In 1825 Bonington accompanied Delacroix to England, where they made many studies of armor, and in 1826 he traveled with Delacroix's friend Baron Rivet to Venice, where his work took on a new splendor and poignancy. There he made some of his finest paintings, such as View of the Grand Canal. By this time Bonington was probably already suffering from tuberculosis, the "white plague" of the 19th century. He returned to England in 1827 and died in London on Sept. 28, 1828, at the age of 26, leaving a large body of work.

Impact on French Art

Although Bonington's art had certainly benefited from the example of his brilliant French friends, his influence on French painting was incomparably greater. He introduced into France a new quality of light and color in the treatment of the sea, the sky, and the landscape, as in Normandy Coast; he placed his medieval towns and the undulating French farmlands in the ever-shifting light of day. Under the influence of Delacroix, Bonington painted groups of figures in interiors, particularly Shakespearean subjects. He read Sir Walter Scott, as everyone then did, and the medieval chronicler Froissart, whose language had a powerful charm for him. Bonington drenched his history pictures in local color, and he had a joyful sense of the past, exemplified in Henry IV and the Spanish Ambassador, with no interest in the dark and melancholy side of the romantic vision.

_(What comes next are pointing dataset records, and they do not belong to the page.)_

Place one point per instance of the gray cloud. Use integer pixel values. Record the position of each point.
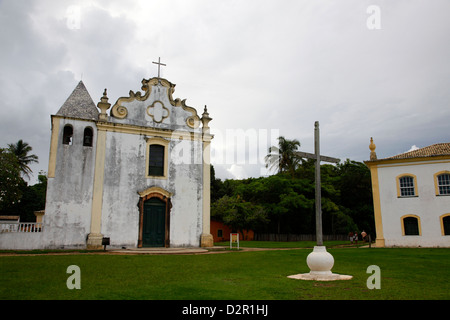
(256, 64)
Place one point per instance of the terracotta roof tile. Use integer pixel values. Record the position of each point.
(439, 149)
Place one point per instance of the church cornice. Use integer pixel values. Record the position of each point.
(119, 111)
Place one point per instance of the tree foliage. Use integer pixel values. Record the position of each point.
(288, 199)
(21, 150)
(16, 196)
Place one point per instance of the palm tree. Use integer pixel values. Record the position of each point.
(283, 157)
(21, 150)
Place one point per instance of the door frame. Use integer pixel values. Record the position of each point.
(163, 195)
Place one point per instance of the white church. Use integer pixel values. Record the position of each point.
(411, 197)
(139, 175)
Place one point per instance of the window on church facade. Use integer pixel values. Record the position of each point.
(444, 183)
(411, 226)
(156, 160)
(446, 225)
(407, 187)
(87, 137)
(68, 135)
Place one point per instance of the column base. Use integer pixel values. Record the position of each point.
(94, 241)
(206, 240)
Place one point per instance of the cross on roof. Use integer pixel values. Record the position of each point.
(317, 157)
(159, 65)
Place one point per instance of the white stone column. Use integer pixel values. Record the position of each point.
(207, 239)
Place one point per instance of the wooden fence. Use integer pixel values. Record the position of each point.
(298, 237)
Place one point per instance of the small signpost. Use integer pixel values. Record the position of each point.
(234, 238)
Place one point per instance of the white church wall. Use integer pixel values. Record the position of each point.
(69, 193)
(426, 205)
(125, 176)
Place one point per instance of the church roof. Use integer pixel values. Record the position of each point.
(79, 105)
(439, 149)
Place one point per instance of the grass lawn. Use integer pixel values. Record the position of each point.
(258, 275)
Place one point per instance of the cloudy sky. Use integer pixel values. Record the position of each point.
(362, 68)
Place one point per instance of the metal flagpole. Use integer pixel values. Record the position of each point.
(319, 236)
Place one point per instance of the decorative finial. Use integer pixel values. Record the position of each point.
(205, 120)
(103, 105)
(372, 147)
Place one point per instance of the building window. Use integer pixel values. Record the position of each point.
(88, 137)
(445, 225)
(407, 186)
(411, 226)
(156, 160)
(68, 135)
(443, 184)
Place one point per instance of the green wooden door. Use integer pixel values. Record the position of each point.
(154, 228)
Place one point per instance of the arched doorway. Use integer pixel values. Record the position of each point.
(154, 218)
(154, 224)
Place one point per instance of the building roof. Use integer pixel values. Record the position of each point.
(439, 149)
(79, 105)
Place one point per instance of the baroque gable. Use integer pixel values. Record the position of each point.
(155, 108)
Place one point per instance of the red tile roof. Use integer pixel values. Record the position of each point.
(439, 149)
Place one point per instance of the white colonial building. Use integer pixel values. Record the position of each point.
(139, 176)
(411, 196)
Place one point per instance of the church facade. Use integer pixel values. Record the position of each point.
(139, 175)
(411, 197)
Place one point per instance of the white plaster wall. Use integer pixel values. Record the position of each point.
(69, 194)
(125, 176)
(427, 206)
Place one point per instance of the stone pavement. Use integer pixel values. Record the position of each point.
(159, 250)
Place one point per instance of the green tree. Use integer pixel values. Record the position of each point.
(21, 150)
(283, 157)
(10, 181)
(238, 214)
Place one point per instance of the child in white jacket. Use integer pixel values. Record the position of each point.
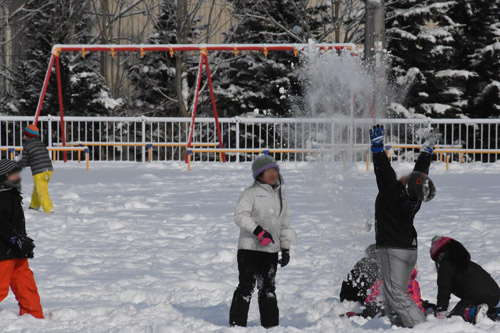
(264, 218)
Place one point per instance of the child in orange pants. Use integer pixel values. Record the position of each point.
(15, 246)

It was Bonington's ambition to blend the skill of the Dutch with the vigor of the Venetians and the light and atmosphere of the English; not altogether successful in the first two categories, he completely succeeded in rendering and passing on the extraordinary English magic. He brought the spontaneity and brilliant coloring of British landscape painting, particularly watercolor, to Delacroix, Géricault, and Isabey and hence to the Barbizon school, which in turn led to the impressionists.

Further Reading

  • The most authoritative account of Bonington is in Martin Hardie, Water Colour Painting in Britain, vol. 2: The Romantic Period (1967). Andrew Shirley, Bonington (1940), is well reasoned and extremely well written. Hugh Stokes, Girtin and Bonington (1922), contains some striking insights. The basic account is in Allan Cunningham, The Lives of the Most Eminent British Painters, vol. 2 (1879).
  • Ingamells, John, Richard Parkes Bonington, London: Trustees of the Wallace Collection, 1979.
  • Peacock, Carlos, Richard Parkes Bonington, New York: Taplinger Pub. Co., 1980.